Он с горечью написал об этом Головину и в ответ получил известие, что царь поручил ему самому вести переговоры с прусским королём и его министрами.

Окольными путями, затратив немало усилий и средств, Паткулю удалось выяснить, что Фридрих прусский состоит в тайных сношениях с Карлом XII и что он не склонен разрывать с ним отношения. Военная слава шведа всё ещё была на высоте. Тем паче что он приступил к Варшаве, затем скорым маршем направился в Саксонию по пятам испуганного Августа. Любитель охоты сам стал дичью. Август решился бросить завоевателю лакомый приз — польскую корону и тем спастись от полного и унизительного поражения.

В замке Альтранштадт под Лейпцигом был подписан тайный договор: Август отдавал польскую корону Станиславу Лещинскому, отказывался от союза с Петром, выдавал шведам русский корпус, находившийся в Саксонии, а также Паткуля, вероломно захваченного его министрами. Словом, подписал всё, что было продиктовано Карлом. Он, например, согласился содержать шведское войско на протяжении зимы, в чём отказывал своему союзнику Петру.

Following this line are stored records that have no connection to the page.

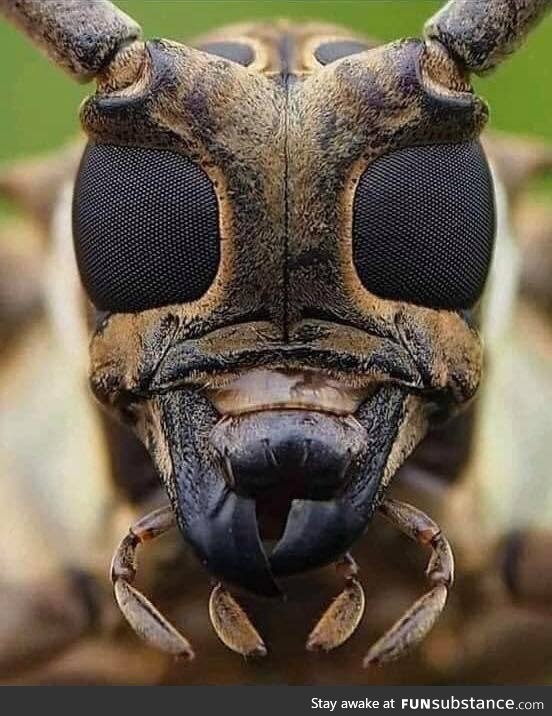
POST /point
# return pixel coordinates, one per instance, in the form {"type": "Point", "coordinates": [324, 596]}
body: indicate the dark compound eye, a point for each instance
{"type": "Point", "coordinates": [146, 228]}
{"type": "Point", "coordinates": [424, 225]}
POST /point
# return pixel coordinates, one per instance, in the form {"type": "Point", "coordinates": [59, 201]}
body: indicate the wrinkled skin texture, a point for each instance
{"type": "Point", "coordinates": [286, 296]}
{"type": "Point", "coordinates": [300, 269]}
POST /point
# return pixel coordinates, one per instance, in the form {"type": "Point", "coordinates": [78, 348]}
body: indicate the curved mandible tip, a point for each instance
{"type": "Point", "coordinates": [479, 34]}
{"type": "Point", "coordinates": [81, 37]}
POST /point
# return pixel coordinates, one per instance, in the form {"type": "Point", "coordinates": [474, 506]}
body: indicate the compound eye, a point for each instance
{"type": "Point", "coordinates": [145, 226]}
{"type": "Point", "coordinates": [424, 225]}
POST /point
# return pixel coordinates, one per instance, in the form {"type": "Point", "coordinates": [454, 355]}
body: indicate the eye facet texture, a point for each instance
{"type": "Point", "coordinates": [146, 228]}
{"type": "Point", "coordinates": [424, 225]}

В Москве об этом до поры не ведали. Головин был занят другой докукой — бунтом в Астрахани. Там слух прошёл, что государь Божией волею помре, а начальные люди и воевода астраханский Тимофей Ржевский от православной веры отошли и в люторскую обратились: бороды бреют и голоногие ходят, стрельцов вконец извели, головы им посекли. Православному люду не стало житья от бесчинств воеводских — дерут последнее немилосердно.

Ударили в набат, похватали и покололи всех царских людей во главе с воеводою, особенно досталось иноземцам. И взялись поднимать казаков на Дону и на Яике.

Когда весть о бунте дошла наконец до Москвы, царь, находившийся, как всегда, в пути, повелел фельдмаршалу Шереметеву быть в Астрахани и бунт угасить всею силою. А надзирать за его действиями поручил Головину, дабы не запылали поволжские города и низовые земли.

Была ещё надежда покончить с бунтом миром. Послали переговорщика с царской грамотой. В ней призывалось к покорству и выдаче заводчиков. В противном случае бунтовщики все будут казнены смертию.

В конце концов явились к Москве челобитчики с повинною. Поклонились Головину — так, мол, и так: милуй нас, боярин, виноваты. Но и воеводы царские бесчинства над нами творили, вконец разорили народ, не стало нам от них житья.

Фёдор Алексеевич был по природе добрый человек. Видя такое покорство и слушая о воеводских и чиновных бесчинствах, он чуть не прослезился, думал: милосердием легче загасить бунт, нежели свирепостью. К тому ж склонялся и Шереметев, сообщавший царю, что казаки не склонны поддержать бунтовщиков. Головин получал от него подробные донесения о действиях.

И Шереметев, в свою очередь, написал царю так: «Довольно говорил я с челобитчиками, все кажутся верны и мужики добры. Изволь, государь, хотя себя понудить и показать к ним милость. А послать их к тебе надобно было непременно, понеже гораздо верно уверятся и во всяком страхе и в послушании будут, а нам лучшие воры немного верят. Только и в нас не без воров бывало».

И — небывалое дело — царь внял совету Головина: помиловал челобитчиков, хотя — и всем то было ведомо — свирепо расправлялся с ослушниками и бунтовщиками.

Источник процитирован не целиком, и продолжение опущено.